¹ For information on biogas plant design and construction see Hauck (1978), McGarry (1977), Fry (1976), Taiganides (1980), McGarry and Stainforth (1978), Verougstraete, Nyns and Naveau (1985), NRC (1981a) and FAO (1984).

Figure 23. Main biochemical pathways during the anaerobic fermentation of organic wastes (Taiganides, 1980)

Table 24. Optimal physico-chemical parameters for anaerobic fermentation and biogas production

In addition to the controlled fermentation of dilute waste streams within a biogas digester, wastes can also be fermented within anaerobic composting pits on agricultural land (Hauck, 1978) or directly within the fish pond (Schmidt and Vincke, 1981; Edwards, 1982; Vincke, 1985; Viveen et. al., 1985). The latter can be achieved by building a compost crib in the corner of the pond (1m crib radius, initially 1 crib/100m² pond water surface) and stacking the organic waste materials in alternating layers under the water surface (Figure 25). Waste materials can include chopped crop waste, spoiled fruit, grass cuttings, kitchen waste and animal manure. According to Vincke (1985) for a 100m² pond about 50–60kg of organic matter is required to start with (1m³ compost pile), followed by weekly doses of 8–10kg organic matter. In rural fish ponds in the Central African Republic fish yields of 1500kg/ha/year (T. nilotica) have been obtained using the above anaerobic composting technique (Schmidt and Vincke, 1981). The same authors also state that to collect, transport and pile the organic matter for composting a 100m² pond, a farmer may spend an average of 28 hours a year. In China, Delmendo (1980) reports that compost (anaerobically produced) is applied to fish ponds at levels ranging from 5 to over 10 tons/ha/year.

The value of composting at the rural or subsistence farming level is that it is simple to operate (requiring little training), requires only part-time labour inputs, and utilises locally available waste products at little or no cost to the farmer.

Figure 24. The ‘Biogas’ cycle in China (Hauck, 1978)

	Pit covered with mud and a 3–4cm water column to create anaerobic conditions
	1. Green manure (legumes) or water plants
	2. Silt or straw mixture
	3. Stable manure (pig)

Figure 25. Compost crib and anaerobic composting techniques.

1. Bamboo compost crib for a 100m² fish pond (FAO, 1979)
2. Compost crib filled with layers of grass alternating with fresh wastes such as kitchen offal (Viveen et al., 1985)
3. Green manure compost frame filled with green plant cuttings (2–4 frames/200m² pond; Edwards and Kaewpaitoon, 1984)
4. Chinese anaerobic composting pit (Hauck, 1978)

3.3 Supplementary diet feeding

In addition to the use of fertilizers for the production of natural food organisms within the water body, an external diet can also be fed as a ‘supplementary’ source of dietary nutrients for the cultured fish or shrimp; the dietary nutrient requirements of the farmed species being supplied by a combination of natural live food organisms and supplementary diet feeding.

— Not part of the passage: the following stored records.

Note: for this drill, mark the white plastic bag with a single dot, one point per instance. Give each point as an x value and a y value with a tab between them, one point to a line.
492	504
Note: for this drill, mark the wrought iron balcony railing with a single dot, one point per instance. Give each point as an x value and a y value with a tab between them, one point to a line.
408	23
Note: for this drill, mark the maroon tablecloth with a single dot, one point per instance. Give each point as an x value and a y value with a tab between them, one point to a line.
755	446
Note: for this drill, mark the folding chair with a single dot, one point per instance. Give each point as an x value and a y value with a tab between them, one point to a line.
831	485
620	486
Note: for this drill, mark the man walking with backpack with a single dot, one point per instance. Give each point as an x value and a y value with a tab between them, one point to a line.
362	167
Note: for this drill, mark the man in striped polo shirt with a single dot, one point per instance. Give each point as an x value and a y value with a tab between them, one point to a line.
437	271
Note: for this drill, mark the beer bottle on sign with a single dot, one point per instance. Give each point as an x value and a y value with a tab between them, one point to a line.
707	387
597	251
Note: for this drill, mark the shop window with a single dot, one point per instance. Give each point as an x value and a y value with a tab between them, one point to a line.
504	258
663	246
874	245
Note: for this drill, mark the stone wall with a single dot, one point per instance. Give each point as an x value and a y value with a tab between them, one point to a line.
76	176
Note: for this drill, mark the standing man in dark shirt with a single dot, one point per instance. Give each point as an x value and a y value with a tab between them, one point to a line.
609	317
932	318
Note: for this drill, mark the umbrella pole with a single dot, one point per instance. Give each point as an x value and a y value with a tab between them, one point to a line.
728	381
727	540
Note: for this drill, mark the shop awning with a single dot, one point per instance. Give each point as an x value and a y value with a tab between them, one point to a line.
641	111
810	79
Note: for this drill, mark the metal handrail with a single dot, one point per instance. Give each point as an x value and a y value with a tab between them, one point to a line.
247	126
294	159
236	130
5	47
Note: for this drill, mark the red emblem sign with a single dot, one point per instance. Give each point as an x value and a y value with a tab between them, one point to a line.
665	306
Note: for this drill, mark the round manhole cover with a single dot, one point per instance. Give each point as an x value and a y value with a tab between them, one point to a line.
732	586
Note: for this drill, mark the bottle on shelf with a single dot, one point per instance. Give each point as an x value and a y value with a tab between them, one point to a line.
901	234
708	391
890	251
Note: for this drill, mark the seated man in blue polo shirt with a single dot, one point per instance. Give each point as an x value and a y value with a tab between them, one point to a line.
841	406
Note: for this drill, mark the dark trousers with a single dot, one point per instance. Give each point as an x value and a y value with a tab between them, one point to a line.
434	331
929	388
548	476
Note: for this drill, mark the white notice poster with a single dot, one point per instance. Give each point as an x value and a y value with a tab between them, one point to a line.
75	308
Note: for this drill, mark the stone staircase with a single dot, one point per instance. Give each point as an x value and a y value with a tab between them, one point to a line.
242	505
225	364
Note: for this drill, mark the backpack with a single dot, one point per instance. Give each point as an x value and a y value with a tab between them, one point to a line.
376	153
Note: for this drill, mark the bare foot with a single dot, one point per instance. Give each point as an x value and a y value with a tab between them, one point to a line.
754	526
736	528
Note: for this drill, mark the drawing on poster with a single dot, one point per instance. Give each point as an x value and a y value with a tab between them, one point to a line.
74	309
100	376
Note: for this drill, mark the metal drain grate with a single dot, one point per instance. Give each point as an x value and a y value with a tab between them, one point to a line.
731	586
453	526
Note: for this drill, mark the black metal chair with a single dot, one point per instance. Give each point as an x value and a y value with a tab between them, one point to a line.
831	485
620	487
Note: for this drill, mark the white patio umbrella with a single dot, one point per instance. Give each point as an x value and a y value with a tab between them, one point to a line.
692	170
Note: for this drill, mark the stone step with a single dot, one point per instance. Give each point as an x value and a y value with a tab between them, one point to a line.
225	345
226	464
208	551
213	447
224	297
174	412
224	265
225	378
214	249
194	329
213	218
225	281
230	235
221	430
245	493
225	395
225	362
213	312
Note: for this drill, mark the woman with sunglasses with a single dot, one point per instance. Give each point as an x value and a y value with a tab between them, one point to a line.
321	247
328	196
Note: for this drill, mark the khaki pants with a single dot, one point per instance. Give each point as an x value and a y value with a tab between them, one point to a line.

The relative importance of natural food organisms and supplementary feeds in the nutrition of fish and shrimp within extensive, semi-intensive and intensive pond culture systems is shown in Figure 26. The advantage of combining supplementary diet feeding with pond fertilization is that it permits the use of higher fish and shrimp stocking densities, facilitates faster fish and shrimp growth, and consequently results in higher fish and shrimp yields and crops over the growing season. For example, Sinha (1979) reports fish production (Indian carp/ Chinese carp polyculture) in ponds in India to be 1053kg/ha/year with no fertilizer or feed inputs, 1398–2303kg/ha/year with inorganic and organic fertilizer inputs (cowdung and 18:8:4 NPK fertilizer), 3314–4005kg/ha/year with supplementary feed inputs (1:1 mixture of rice or wheat bran and groundnut or mustard oilcake), and 4244–5506kg/ha/ year with both fertilizer and supplementary feed inputs.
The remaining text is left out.